In a recent online discussion with professional trainers, I shared my assertion that the vast majority of training activities (80% to 90%) are waste, meaning that the activities don’t directly help a learner perform better on the job.

My point didn’t go over well. One person retorted: “If you think training is expensive, try ignorance.”

I replied: “If you think ignorance is expensive, try ineffective training. Then you’re paying for BOTH.”

Ineffective training creates twice the waste. You spend time, money and energy and have NOTHING to show for it. The same performance problem you tried to solve still exists.

I’d like to say ineffective training is an exception, but, sadly, it’s too often the normal state of affairs. Courses are created and foisted on employees with little thought to the business problem that needs to be solved, who the learners are and how effectiveness will be measured.

Lean Learning Solution: Write a Good Problem Statement

A good problem statement is the first step to avoiding “expensive ignorance” and has five characteristics:

  1. Relevant
  2. Factual
  3. Focused and concise
  4. Unbiased and not blaming
  5. Doesn’t suggest a solution

Writing a problem statement that meets all five criteria is hard work. It takes time, thought and digging to do it well. The result, however, is a clear, crisp summary of current performance that becomes your starting point for measurable future improvement.

What an Inadequate Problem Statement Looks Like

Training professionals often jump too quickly into learning solutions when they hear statements like these:

  • “New hires don’t understand the importance of customer service.”
  • “I think it’s time we had a leadership refresher course.”
  • “Our sales people do a poor job of representing our brand…the clothes they wear…the way they talk about the products…one guy took a client to a strip club for lunch…it’s all wrong.

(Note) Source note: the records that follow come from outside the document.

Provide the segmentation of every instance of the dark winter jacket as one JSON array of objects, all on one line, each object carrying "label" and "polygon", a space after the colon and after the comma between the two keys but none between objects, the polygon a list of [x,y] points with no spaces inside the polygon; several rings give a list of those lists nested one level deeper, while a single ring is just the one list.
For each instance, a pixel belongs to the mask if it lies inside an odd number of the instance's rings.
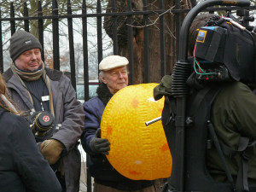
[{"label": "dark winter jacket", "polygon": [[0,191],[61,191],[27,120],[0,108]]},{"label": "dark winter jacket", "polygon": [[152,181],[135,181],[125,177],[111,166],[106,155],[91,151],[90,141],[94,137],[96,129],[100,127],[105,107],[113,96],[107,85],[102,83],[97,89],[97,94],[98,96],[84,103],[85,124],[81,140],[84,149],[90,154],[87,162],[90,173],[98,183],[121,190],[137,190],[152,185]]},{"label": "dark winter jacket", "polygon": [[[50,79],[55,120],[56,124],[61,125],[51,138],[60,141],[65,146],[61,158],[67,191],[77,192],[79,190],[81,168],[81,156],[78,149],[78,140],[83,132],[84,124],[83,105],[76,99],[76,92],[70,79],[63,73],[49,68],[45,68],[45,71]],[[11,98],[15,101],[19,108],[22,111],[30,112],[33,108],[33,105],[29,95],[11,69],[8,69],[3,77],[10,91]]]},{"label": "dark winter jacket", "polygon": [[[256,96],[250,88],[240,82],[224,86],[217,96],[212,108],[211,120],[218,138],[225,145],[237,150],[241,137],[256,140]],[[236,181],[241,165],[240,154],[226,157]],[[211,175],[220,182],[227,182],[222,161],[215,148],[208,151],[207,166]],[[256,148],[248,161],[248,182],[256,183]]]}]

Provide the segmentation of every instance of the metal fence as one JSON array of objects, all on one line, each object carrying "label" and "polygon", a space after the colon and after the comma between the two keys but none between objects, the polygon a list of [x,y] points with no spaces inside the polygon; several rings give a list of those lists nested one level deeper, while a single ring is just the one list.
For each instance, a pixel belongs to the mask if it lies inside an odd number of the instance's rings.
[{"label": "metal fence", "polygon": [[[38,38],[39,41],[42,44],[43,46],[43,52],[42,52],[42,58],[44,60],[44,20],[49,19],[52,20],[52,47],[53,47],[53,63],[54,63],[54,68],[55,69],[60,69],[60,44],[59,44],[59,37],[60,37],[60,28],[59,28],[59,22],[60,19],[65,19],[67,20],[67,31],[68,33],[68,42],[69,42],[69,55],[70,55],[70,69],[71,69],[71,81],[75,88],[76,86],[76,63],[75,63],[75,56],[74,56],[74,35],[73,35],[73,20],[74,18],[81,18],[81,26],[82,26],[82,40],[81,43],[83,44],[83,58],[84,58],[84,100],[89,99],[89,84],[86,84],[85,82],[89,82],[89,49],[88,49],[88,28],[87,28],[87,20],[90,17],[96,18],[96,36],[97,36],[97,61],[98,62],[102,61],[103,57],[103,49],[102,49],[102,18],[104,16],[110,16],[113,18],[113,26],[112,26],[112,33],[113,33],[113,55],[119,55],[119,45],[118,45],[118,18],[120,16],[125,16],[127,17],[127,44],[128,44],[128,55],[129,55],[129,70],[130,70],[130,77],[129,80],[131,84],[134,82],[134,71],[133,71],[133,16],[134,15],[143,15],[143,23],[147,24],[148,23],[148,16],[156,15],[160,15],[160,25],[159,25],[159,31],[160,31],[160,41],[159,44],[160,44],[160,75],[163,76],[166,74],[166,59],[165,55],[165,49],[166,44],[165,44],[165,19],[163,14],[173,14],[175,15],[175,49],[178,50],[178,41],[179,41],[179,30],[182,24],[182,19],[183,17],[184,13],[187,13],[189,11],[189,9],[182,9],[182,3],[180,0],[175,0],[175,7],[172,10],[168,12],[167,9],[165,9],[165,6],[166,7],[166,1],[164,0],[159,0],[159,8],[155,9],[154,10],[150,9],[148,10],[148,1],[143,0],[143,9],[139,11],[134,11],[132,10],[132,1],[127,0],[127,8],[125,11],[123,12],[118,12],[117,11],[117,3],[115,0],[113,0],[113,5],[112,5],[112,11],[109,13],[106,13],[105,10],[102,11],[102,3],[100,0],[96,1],[96,13],[94,14],[88,14],[87,13],[87,3],[85,0],[83,0],[82,2],[82,7],[81,7],[81,13],[74,15],[72,9],[72,3],[70,0],[67,0],[67,13],[65,15],[60,15],[59,14],[59,8],[58,3],[56,0],[51,1],[51,15],[44,15],[44,13],[42,11],[42,3],[41,1],[38,1],[38,10],[36,11],[36,15],[29,15],[28,14],[28,7],[26,4],[26,1],[24,2],[23,4],[23,17],[15,17],[15,9],[14,6],[14,3],[9,3],[9,16],[2,17],[1,14],[1,3],[0,3],[0,44],[3,45],[3,28],[2,28],[2,23],[3,22],[9,22],[10,26],[10,33],[11,35],[15,33],[16,30],[16,22],[17,21],[22,21],[24,22],[24,30],[29,32],[30,31],[30,20],[36,20],[38,25]],[[195,0],[191,0],[192,7],[196,4]],[[256,9],[255,6],[251,6],[248,8],[244,8],[246,9]],[[227,8],[211,8],[207,9],[205,11],[207,12],[215,12],[215,11],[221,11],[221,10],[236,10],[236,9],[241,9],[241,8],[236,7],[227,7]],[[144,27],[143,31],[143,44],[144,44],[144,62],[145,62],[145,80],[144,82],[147,83],[149,81],[148,77],[150,75],[147,68],[148,67],[149,63],[149,55],[152,54],[149,52],[148,49],[148,43],[150,39],[148,39],[149,37],[149,32],[148,27]],[[177,55],[177,51],[175,52],[175,55]],[[174,55],[173,61],[176,60],[176,57]],[[0,70],[1,72],[3,72],[3,46],[0,46]],[[151,72],[154,73],[154,72]],[[91,184],[90,184],[90,177],[87,177],[87,191],[91,191]]]}]

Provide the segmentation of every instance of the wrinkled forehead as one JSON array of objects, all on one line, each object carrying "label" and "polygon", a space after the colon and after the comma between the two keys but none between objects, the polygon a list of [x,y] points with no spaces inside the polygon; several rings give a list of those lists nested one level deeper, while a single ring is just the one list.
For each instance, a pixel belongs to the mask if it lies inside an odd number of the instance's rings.
[{"label": "wrinkled forehead", "polygon": [[108,71],[104,71],[105,73],[111,73],[113,72],[119,72],[119,71],[127,71],[127,66],[122,66],[119,67],[115,67]]}]

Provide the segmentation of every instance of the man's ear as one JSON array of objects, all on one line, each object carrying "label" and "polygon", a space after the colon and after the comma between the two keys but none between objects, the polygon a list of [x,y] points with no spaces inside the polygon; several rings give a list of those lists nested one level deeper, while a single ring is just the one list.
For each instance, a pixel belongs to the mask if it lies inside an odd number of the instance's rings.
[{"label": "man's ear", "polygon": [[101,80],[102,81],[102,83],[107,84],[107,81],[104,76],[100,76]]}]

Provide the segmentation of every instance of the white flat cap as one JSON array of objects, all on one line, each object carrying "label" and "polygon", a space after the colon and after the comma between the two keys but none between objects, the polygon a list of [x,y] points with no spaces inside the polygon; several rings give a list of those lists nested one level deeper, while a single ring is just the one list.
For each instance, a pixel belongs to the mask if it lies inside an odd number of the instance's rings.
[{"label": "white flat cap", "polygon": [[99,65],[99,69],[101,71],[108,71],[113,68],[126,66],[129,64],[129,61],[119,55],[110,55],[105,57]]}]

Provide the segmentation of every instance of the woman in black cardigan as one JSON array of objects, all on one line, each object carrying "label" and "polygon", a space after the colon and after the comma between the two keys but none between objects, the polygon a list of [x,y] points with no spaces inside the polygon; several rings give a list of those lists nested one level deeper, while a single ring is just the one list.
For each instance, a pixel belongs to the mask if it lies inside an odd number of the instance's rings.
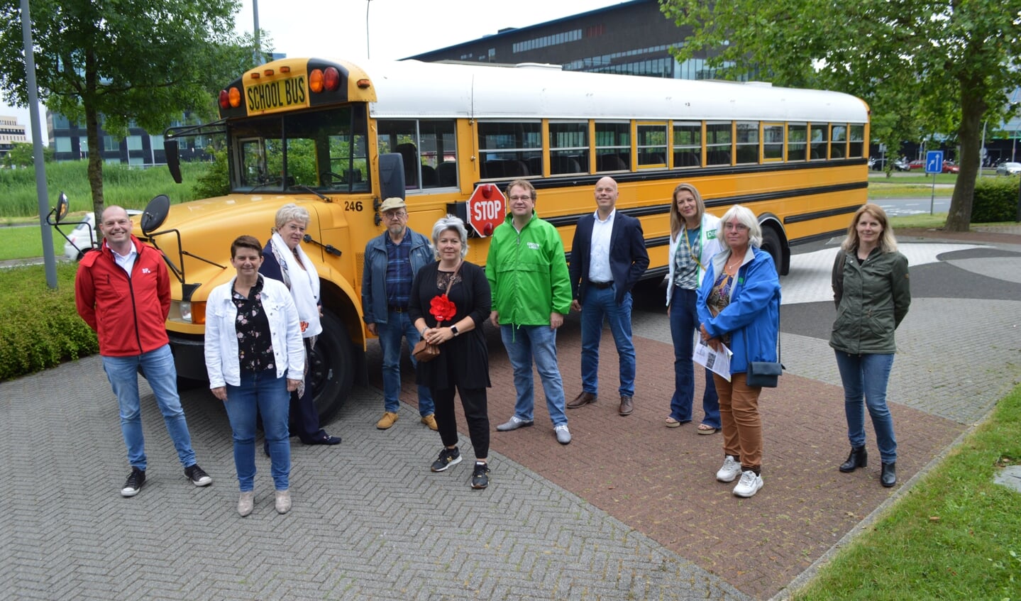
[{"label": "woman in black cardigan", "polygon": [[453,411],[454,389],[460,394],[468,432],[475,447],[472,488],[489,485],[489,354],[482,322],[489,317],[492,296],[486,272],[465,260],[468,232],[465,222],[446,215],[433,226],[433,248],[438,262],[415,276],[408,313],[422,340],[438,345],[432,361],[419,361],[418,384],[428,386],[436,402],[436,424],[443,449],[433,471],[460,462],[457,423]]}]

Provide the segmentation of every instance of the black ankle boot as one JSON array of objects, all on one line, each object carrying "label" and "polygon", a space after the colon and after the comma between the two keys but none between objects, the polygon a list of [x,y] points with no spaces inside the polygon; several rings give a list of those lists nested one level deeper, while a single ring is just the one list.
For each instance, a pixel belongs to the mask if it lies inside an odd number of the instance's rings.
[{"label": "black ankle boot", "polygon": [[847,460],[840,464],[840,471],[854,471],[858,467],[865,467],[869,464],[869,454],[865,451],[865,446],[852,447]]},{"label": "black ankle boot", "polygon": [[890,488],[896,484],[896,463],[883,463],[883,472],[879,477],[879,482],[884,487]]}]

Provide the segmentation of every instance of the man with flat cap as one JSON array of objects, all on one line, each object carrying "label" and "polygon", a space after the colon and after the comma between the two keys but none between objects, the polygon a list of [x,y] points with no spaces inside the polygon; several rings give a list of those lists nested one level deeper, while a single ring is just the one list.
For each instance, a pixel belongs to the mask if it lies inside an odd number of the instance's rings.
[{"label": "man with flat cap", "polygon": [[[411,281],[419,269],[436,260],[429,239],[407,227],[407,205],[400,198],[388,198],[380,205],[386,232],[366,245],[361,274],[361,309],[369,332],[380,339],[383,351],[383,417],[376,428],[387,430],[397,421],[400,407],[400,341],[415,348],[422,336],[407,314]],[[415,363],[415,357],[411,357]],[[436,430],[433,397],[429,388],[419,387],[419,414],[422,422]]]}]

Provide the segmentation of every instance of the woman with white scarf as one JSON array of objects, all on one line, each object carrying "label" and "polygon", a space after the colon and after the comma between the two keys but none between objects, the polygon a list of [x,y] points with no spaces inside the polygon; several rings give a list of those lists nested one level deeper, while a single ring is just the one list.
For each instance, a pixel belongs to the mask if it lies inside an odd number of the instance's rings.
[{"label": "woman with white scarf", "polygon": [[[338,445],[339,436],[330,436],[320,428],[319,412],[308,386],[309,354],[315,346],[315,339],[323,332],[319,272],[301,249],[308,220],[308,210],[304,207],[293,203],[280,207],[273,237],[262,249],[264,260],[259,273],[280,280],[287,286],[301,321],[301,337],[305,343],[305,378],[298,390],[291,394],[291,436],[297,436],[306,445]],[[265,450],[269,454],[269,449]]]}]

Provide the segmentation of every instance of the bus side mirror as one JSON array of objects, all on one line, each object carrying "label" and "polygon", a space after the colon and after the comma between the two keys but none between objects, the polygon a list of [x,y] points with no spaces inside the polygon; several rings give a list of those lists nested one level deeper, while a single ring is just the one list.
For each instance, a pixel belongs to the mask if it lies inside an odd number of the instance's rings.
[{"label": "bus side mirror", "polygon": [[404,158],[400,153],[380,155],[380,198],[404,199]]},{"label": "bus side mirror", "polygon": [[174,182],[181,183],[181,155],[178,154],[177,140],[163,140],[163,153],[166,155],[166,168],[171,169]]},{"label": "bus side mirror", "polygon": [[162,226],[163,221],[166,220],[168,212],[171,212],[171,198],[168,196],[160,194],[150,200],[149,204],[145,205],[145,211],[142,212],[140,223],[142,226],[142,234],[149,236],[149,234],[155,232],[156,228]]},{"label": "bus side mirror", "polygon": [[56,221],[59,223],[67,216],[67,195],[63,192],[60,193],[60,197],[57,198],[57,210],[56,210]]}]

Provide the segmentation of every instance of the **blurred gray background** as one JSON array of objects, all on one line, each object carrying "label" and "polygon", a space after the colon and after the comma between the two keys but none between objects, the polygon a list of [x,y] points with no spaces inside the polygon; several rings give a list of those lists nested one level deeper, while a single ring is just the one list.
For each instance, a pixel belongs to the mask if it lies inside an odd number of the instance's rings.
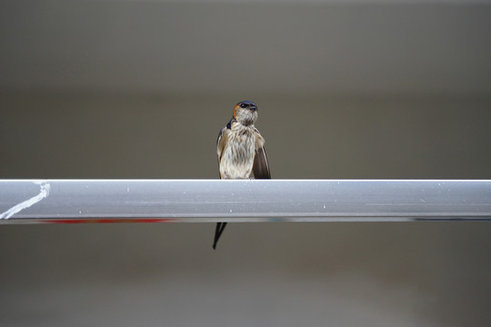
[{"label": "blurred gray background", "polygon": [[[246,99],[274,178],[491,178],[486,1],[2,1],[0,27],[0,178],[217,178]],[[489,223],[214,229],[0,225],[0,325],[491,322]]]}]

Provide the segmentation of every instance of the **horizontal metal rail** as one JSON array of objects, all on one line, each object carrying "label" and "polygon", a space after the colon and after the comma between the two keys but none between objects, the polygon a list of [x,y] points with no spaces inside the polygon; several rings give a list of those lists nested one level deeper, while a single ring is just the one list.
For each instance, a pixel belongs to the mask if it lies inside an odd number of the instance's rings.
[{"label": "horizontal metal rail", "polygon": [[0,180],[0,223],[491,220],[490,180]]}]

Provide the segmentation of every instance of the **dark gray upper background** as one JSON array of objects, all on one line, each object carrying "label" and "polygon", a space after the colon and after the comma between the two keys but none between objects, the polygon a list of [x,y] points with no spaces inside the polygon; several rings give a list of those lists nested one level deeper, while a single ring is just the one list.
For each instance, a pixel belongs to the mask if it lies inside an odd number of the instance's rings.
[{"label": "dark gray upper background", "polygon": [[[217,178],[248,99],[274,178],[489,179],[487,4],[2,1],[0,178]],[[0,324],[491,320],[488,223],[214,229],[0,225]]]}]

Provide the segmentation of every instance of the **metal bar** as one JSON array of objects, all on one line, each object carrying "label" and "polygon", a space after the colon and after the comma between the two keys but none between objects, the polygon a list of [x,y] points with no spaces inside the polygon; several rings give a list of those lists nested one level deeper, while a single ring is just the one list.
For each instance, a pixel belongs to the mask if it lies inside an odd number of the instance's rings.
[{"label": "metal bar", "polygon": [[0,223],[491,220],[491,180],[0,180]]}]

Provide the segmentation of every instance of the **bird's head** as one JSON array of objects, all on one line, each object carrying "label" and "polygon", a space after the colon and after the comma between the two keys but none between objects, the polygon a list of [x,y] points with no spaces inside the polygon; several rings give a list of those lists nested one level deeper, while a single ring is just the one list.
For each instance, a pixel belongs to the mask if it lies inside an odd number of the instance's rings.
[{"label": "bird's head", "polygon": [[257,105],[252,101],[241,101],[234,107],[234,118],[245,126],[254,124],[257,119]]}]

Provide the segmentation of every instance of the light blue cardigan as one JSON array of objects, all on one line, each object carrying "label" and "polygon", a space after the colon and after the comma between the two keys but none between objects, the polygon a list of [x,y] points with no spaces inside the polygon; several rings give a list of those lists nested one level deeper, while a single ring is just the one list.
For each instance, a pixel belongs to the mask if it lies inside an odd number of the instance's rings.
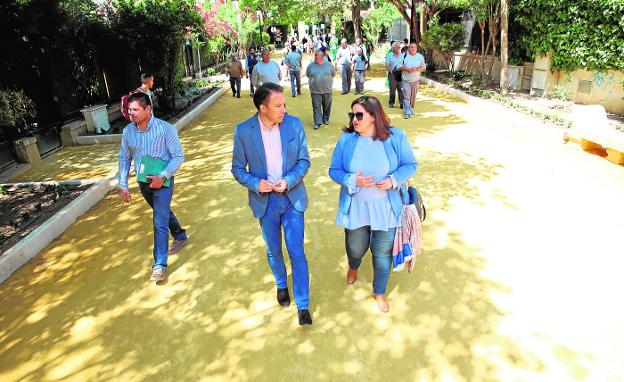
[{"label": "light blue cardigan", "polygon": [[[357,133],[343,133],[338,139],[334,148],[331,165],[329,166],[329,177],[340,184],[340,199],[338,208],[347,215],[351,208],[351,194],[349,194],[349,176],[353,174],[351,170],[351,160],[357,144],[359,135]],[[396,216],[401,216],[403,201],[400,191],[405,192],[405,183],[410,176],[416,173],[418,162],[414,157],[412,146],[407,140],[405,133],[396,127],[390,128],[390,137],[383,141],[388,162],[390,162],[390,172],[397,185],[397,189],[388,190],[390,206]]]}]

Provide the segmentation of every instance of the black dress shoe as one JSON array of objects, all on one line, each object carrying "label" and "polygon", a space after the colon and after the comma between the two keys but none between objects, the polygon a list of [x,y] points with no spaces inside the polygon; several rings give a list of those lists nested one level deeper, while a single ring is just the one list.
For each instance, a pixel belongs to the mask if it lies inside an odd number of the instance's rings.
[{"label": "black dress shoe", "polygon": [[307,309],[297,311],[297,315],[299,316],[299,325],[312,325],[312,316]]},{"label": "black dress shoe", "polygon": [[284,308],[290,306],[290,295],[288,294],[288,288],[277,289],[277,302]]}]

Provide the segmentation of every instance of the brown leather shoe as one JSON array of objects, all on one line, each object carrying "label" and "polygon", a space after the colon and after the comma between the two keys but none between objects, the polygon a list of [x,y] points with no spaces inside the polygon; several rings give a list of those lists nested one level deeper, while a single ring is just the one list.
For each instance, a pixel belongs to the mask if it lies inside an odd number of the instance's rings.
[{"label": "brown leather shoe", "polygon": [[390,311],[390,304],[388,304],[388,300],[386,300],[386,296],[383,294],[374,294],[373,298],[377,300],[377,308],[384,313],[388,313]]},{"label": "brown leather shoe", "polygon": [[351,269],[347,271],[347,284],[351,285],[357,280],[357,269]]}]

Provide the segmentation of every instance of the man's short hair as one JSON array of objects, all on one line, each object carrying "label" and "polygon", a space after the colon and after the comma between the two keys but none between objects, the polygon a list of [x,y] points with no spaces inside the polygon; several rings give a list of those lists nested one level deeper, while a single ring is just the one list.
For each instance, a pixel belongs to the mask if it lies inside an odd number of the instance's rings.
[{"label": "man's short hair", "polygon": [[132,102],[138,102],[139,105],[141,105],[141,107],[144,109],[147,106],[152,106],[149,96],[143,92],[136,92],[136,93],[130,94],[130,96],[128,97],[128,105],[130,105]]},{"label": "man's short hair", "polygon": [[254,105],[256,109],[260,110],[260,105],[266,105],[269,102],[271,93],[283,93],[284,88],[273,82],[266,82],[256,88],[254,92]]},{"label": "man's short hair", "polygon": [[146,83],[150,78],[154,77],[154,75],[150,72],[145,72],[141,74],[141,83]]}]

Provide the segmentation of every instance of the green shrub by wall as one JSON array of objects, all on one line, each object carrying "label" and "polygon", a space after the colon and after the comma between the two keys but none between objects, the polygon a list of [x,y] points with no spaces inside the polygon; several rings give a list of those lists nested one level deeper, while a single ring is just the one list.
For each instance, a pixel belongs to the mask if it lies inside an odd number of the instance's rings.
[{"label": "green shrub by wall", "polygon": [[519,0],[514,11],[522,43],[552,52],[554,70],[624,70],[624,0]]}]

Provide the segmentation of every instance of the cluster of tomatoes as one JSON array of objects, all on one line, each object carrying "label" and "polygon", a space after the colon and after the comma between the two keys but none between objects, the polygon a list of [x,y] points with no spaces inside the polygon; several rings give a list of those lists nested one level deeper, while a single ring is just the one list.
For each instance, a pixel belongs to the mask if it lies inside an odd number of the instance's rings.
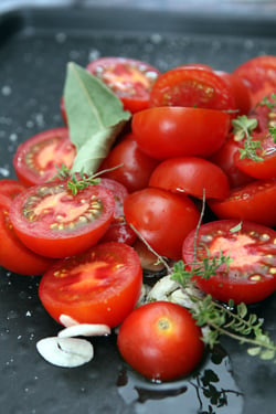
[{"label": "cluster of tomatoes", "polygon": [[[137,234],[170,261],[192,264],[206,252],[231,253],[230,268],[198,280],[216,299],[253,302],[276,289],[276,144],[269,132],[276,57],[255,57],[231,74],[204,64],[161,74],[123,57],[99,59],[87,71],[131,112],[129,128],[100,166],[99,183],[76,194],[56,177],[56,166],[70,169],[76,155],[66,126],[19,146],[18,180],[0,181],[0,264],[43,275],[39,295],[57,321],[68,315],[79,323],[121,323],[123,357],[147,378],[171,380],[201,360],[201,331],[176,304],[132,310],[142,285]],[[264,97],[268,105],[259,104]],[[66,121],[63,102],[62,114]],[[241,159],[243,142],[232,129],[237,116],[258,120],[253,135],[261,161]],[[202,200],[211,220],[197,229]]]}]

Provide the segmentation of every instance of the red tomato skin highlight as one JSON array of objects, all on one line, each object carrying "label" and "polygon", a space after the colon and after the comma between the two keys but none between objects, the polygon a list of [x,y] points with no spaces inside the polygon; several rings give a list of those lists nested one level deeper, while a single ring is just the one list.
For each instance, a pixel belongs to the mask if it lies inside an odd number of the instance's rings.
[{"label": "red tomato skin highlight", "polygon": [[[41,189],[52,189],[54,183],[47,183],[43,185],[31,187],[25,192],[19,194],[11,205],[11,222],[19,238],[33,252],[41,254],[46,257],[62,258],[81,253],[88,247],[93,246],[107,231],[114,215],[115,199],[109,190],[104,189],[100,185],[92,185],[85,190],[82,190],[74,195],[66,191],[66,183],[59,183],[62,194],[71,198],[73,203],[75,200],[82,203],[82,199],[89,197],[96,197],[105,201],[100,216],[87,225],[81,225],[74,227],[72,231],[61,231],[50,229],[50,225],[55,223],[55,216],[50,222],[40,225],[39,221],[29,220],[22,214],[22,211],[26,208],[28,202],[40,193]],[[66,204],[64,204],[65,208]],[[54,208],[53,208],[54,209]],[[65,210],[64,210],[65,211]],[[67,211],[68,212],[68,211]],[[42,215],[44,212],[42,211]],[[46,219],[47,220],[47,219]]]},{"label": "red tomato skin highlight", "polygon": [[134,309],[141,284],[141,265],[132,247],[99,243],[83,254],[57,261],[43,275],[39,296],[57,322],[64,314],[79,323],[114,328]]},{"label": "red tomato skin highlight", "polygon": [[157,188],[129,194],[124,210],[127,223],[132,224],[153,251],[172,259],[181,257],[183,238],[200,217],[188,195]]},{"label": "red tomato skin highlight", "polygon": [[[229,238],[233,238],[234,236],[233,234],[231,234],[230,230],[234,229],[238,224],[241,224],[238,220],[221,220],[216,222],[205,223],[200,227],[198,240],[200,241],[200,243],[204,243],[200,238],[201,234],[205,234],[209,237],[214,235],[215,237],[216,231],[219,231],[219,235],[216,235],[216,237],[223,237],[224,234],[226,234]],[[241,232],[236,232],[236,234],[238,233]],[[264,276],[264,272],[262,272],[262,268],[264,268],[266,255],[270,254],[275,257],[276,248],[274,241],[276,240],[276,232],[267,226],[248,221],[243,221],[241,234],[251,236],[251,233],[259,234],[259,244],[257,244],[257,241],[255,241],[255,243],[252,243],[252,245],[247,247],[247,256],[243,256],[244,247],[242,244],[238,251],[235,250],[231,252],[231,246],[227,246],[226,251],[224,251],[225,246],[223,246],[222,242],[220,243],[222,254],[230,255],[230,257],[233,258],[233,264],[230,264],[229,270],[226,270],[225,275],[223,275],[222,272],[217,270],[216,275],[211,276],[209,279],[194,277],[194,280],[197,282],[197,285],[200,289],[217,300],[229,302],[230,299],[233,299],[235,304],[254,304],[267,298],[275,291],[276,276],[273,273],[268,274],[268,270]],[[266,242],[266,237],[268,235],[270,240],[269,245],[268,242]],[[183,242],[182,259],[187,264],[190,264],[194,261],[194,236],[195,233],[192,231]],[[265,237],[262,238],[263,236]],[[215,252],[212,251],[212,242],[208,243],[208,247],[211,253],[211,257],[213,257],[214,254],[216,254],[216,256],[219,255],[219,250],[216,250]],[[253,254],[255,255],[263,253],[263,258],[259,259],[258,264],[259,268],[256,267],[254,268],[254,270],[250,269],[251,266],[254,266],[254,264],[252,264],[253,256],[250,255],[252,254],[252,252],[254,252]],[[201,259],[200,255],[199,259]],[[237,263],[237,265],[235,265],[235,262]],[[274,264],[272,265],[272,267],[274,267],[276,261],[274,258]],[[189,265],[188,267],[191,268],[191,266]],[[248,277],[248,273],[251,274],[251,276],[253,276],[253,278]],[[257,276],[259,276],[259,279],[257,278]]]},{"label": "red tomato skin highlight", "polygon": [[205,158],[225,141],[230,116],[220,110],[164,106],[135,114],[131,128],[138,146],[149,157]]},{"label": "red tomato skin highlight", "polygon": [[157,187],[202,199],[223,200],[230,185],[223,170],[200,157],[176,157],[162,161],[150,177],[149,187]]},{"label": "red tomato skin highlight", "polygon": [[167,301],[136,308],[120,326],[117,344],[125,361],[153,381],[188,375],[204,351],[201,330],[189,311]]}]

These are NOT good problem statements.

What a Good Problem Statement Looks Like

If the above examples were good problem statements, they’d look like this:

  • “The average customer satisfaction rating for call center technicians hired within the last three months is 50% lower than their peers hired previously.”
  • “Forty supervisors and managers (out of 60) blamed their staff as the major reason they failed to achieve a key objective last year.”
  • “Our sales closing rate has steadily declined since October 1 and is 25% below target.”

See the difference? Hear the difference?

A good problem statement paves the way for investigation and analysis and, most importantly, provides a metric you can use to evaluate whether your learning solution was effective. You’ll avoid “expensive ignorance,” save resources that you can devote to solving other learning-based problems, and move your business forward.